Welcome to May We Gather - Week 2
The Ending: Letting Go of What Was
Last week, we arrived. We introduced ourselves to each other and to this process. We named what we're carrying. We began to build a shared language for the in-between.
This week, we're going deeper into the first phase of the Bridges model: The Ending.
What Is a Ending?
When we think of endings, we tend to think of the external event — the last day of a job, the moment a relationship shifts, the day a parent dies. But Bridges makes an important distinction: the ending that matters most isn't the external change. It's the internal one.
It's the moment you realize that a version of yourself is being left behind.
Maybe you were "the career woman" and now you're not sure what you are. Maybe you were "a person with two living parents" and now you're not. Maybe you were someone who knew what their days would look like, and now you don't. These inner losses — the identities, the roles, the assumptions about how life works — are often harder to name than the external changes. And they're almost always harder to grieve.
Bridges writes that many of the losses in an ending "aren't concrete. They are part of the inner complex of attitudes and assumptions and expectations that we all carry around in our heads. These inner elements of 'the way things are' are what make us feel at home in our world. When they disappear, we've lost something very important — although to someone else it may seem as though nothing has changed."
That last part matters. Your loss doesn't have to look significant to anyone else to be real. You're allowed to grieve the small endings too. The routines you engaged in and the roles that you played. The version of your life you thought you were going to have.
You Are Not Overreacting.
One thing Bridges names that I find really liberating: what looks like "overreacting" to a change is often just reacting to the losses underneath it. We don't react to the change itself — we react to what the change takes from us.
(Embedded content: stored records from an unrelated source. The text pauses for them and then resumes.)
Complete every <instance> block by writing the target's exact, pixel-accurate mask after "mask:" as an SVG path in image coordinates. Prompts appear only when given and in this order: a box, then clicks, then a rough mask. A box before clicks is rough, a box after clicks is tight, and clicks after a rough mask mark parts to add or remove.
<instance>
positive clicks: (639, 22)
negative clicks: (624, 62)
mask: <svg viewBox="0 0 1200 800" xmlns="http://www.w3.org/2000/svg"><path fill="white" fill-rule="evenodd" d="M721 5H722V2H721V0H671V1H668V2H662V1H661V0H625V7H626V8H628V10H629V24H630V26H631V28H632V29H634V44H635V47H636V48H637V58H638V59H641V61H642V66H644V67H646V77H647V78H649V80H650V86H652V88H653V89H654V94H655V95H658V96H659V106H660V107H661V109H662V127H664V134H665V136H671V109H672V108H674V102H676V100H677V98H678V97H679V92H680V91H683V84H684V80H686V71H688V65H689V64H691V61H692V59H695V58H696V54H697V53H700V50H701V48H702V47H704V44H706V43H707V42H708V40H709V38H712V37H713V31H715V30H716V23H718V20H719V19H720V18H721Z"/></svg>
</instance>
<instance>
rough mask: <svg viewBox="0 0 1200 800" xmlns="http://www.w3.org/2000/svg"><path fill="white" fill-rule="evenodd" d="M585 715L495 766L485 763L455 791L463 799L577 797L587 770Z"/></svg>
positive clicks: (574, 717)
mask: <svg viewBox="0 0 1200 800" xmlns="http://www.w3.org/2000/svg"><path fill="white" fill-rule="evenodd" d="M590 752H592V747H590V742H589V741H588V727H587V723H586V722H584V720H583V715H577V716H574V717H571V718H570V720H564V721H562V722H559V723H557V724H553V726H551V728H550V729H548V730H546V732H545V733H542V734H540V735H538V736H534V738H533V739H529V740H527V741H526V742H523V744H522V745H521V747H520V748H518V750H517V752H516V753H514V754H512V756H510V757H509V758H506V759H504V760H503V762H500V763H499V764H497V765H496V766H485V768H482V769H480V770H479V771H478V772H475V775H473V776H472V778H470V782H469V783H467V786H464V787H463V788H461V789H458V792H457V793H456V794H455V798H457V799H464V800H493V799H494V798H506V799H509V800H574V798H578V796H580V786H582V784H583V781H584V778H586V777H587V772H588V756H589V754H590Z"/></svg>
And sometimes a new ending triggers old, unprocessed ones. A retirement can surface grief about a parent. A move can crack open a loss from twenty years ago. If you find yourself feeling more than you expected — more than seems proportionate — that's not a sign something is wrong with you. It's a sign that your losses are real, and that they've been waiting to be seen.
This week, we're going to see them.
Somatic Centering Tutorial
Each week, we'll begin our sessions by centering together. This is a tutorial of how I approach that practice. We center in three dimensions — length, width, and depth — as a map back to yourself, using physical sensation to anchor dignity, connection, and a sense of your own journey through time. From that located place, we'll make room to feel what you're longing for, then close with a simple mood check. This is an optional exercise to try ahead of our first session — and an excellent way to be with yourself fully before a journaling exercise, a tough conversation, or any moment where you want to be acting from your whole self, not just your busy mind.